The University of Southern California, for example, was going to have some classes on campus this fall. The university, however, scuttled those plans because of a surge in COVID-19 cases in the Los Angeles area.
California, the most populous state, now has more positive novel coronavirus cases, passing New York earlier this week, the Los Angeles Times reported.
According to the Chronicle of Higher Education, California also has the largest number of colleges and universities that are exclusively offering on-line classes this fall. This includes the California State University system with 23 branches and more than 480,000 students. The University of California is planning on taking a similar action at its nine branches.
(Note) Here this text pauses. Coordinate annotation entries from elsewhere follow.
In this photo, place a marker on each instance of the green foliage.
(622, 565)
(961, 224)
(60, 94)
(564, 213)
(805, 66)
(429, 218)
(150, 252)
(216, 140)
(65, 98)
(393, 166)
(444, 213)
The Chronicle’s list also shows Harvard and Princeton will be online only. Yale, meanwhile, will have in-person classes. Other well-known schools that have indicated they will be online only include Emory University in Georgia, the University of Alaska at Anchorage, and the University of Massachusetts at Boston.
Alsop and others at WVU said they will carefully watch the COVID-19 test rates and positive cases, as well as hospitalizations before making any decision about going fully online.
Alsop also said the COVID-19 situation is now much different than what it was in March when the university switched to online learning. At that time, he said they were told the virus was spreading quickly.
“Also, kids were going on spring break,” he said. “And we didn’t know a lot about the virus. We also have a lot more PPE.
“We have a lot of kids excited for the fall.”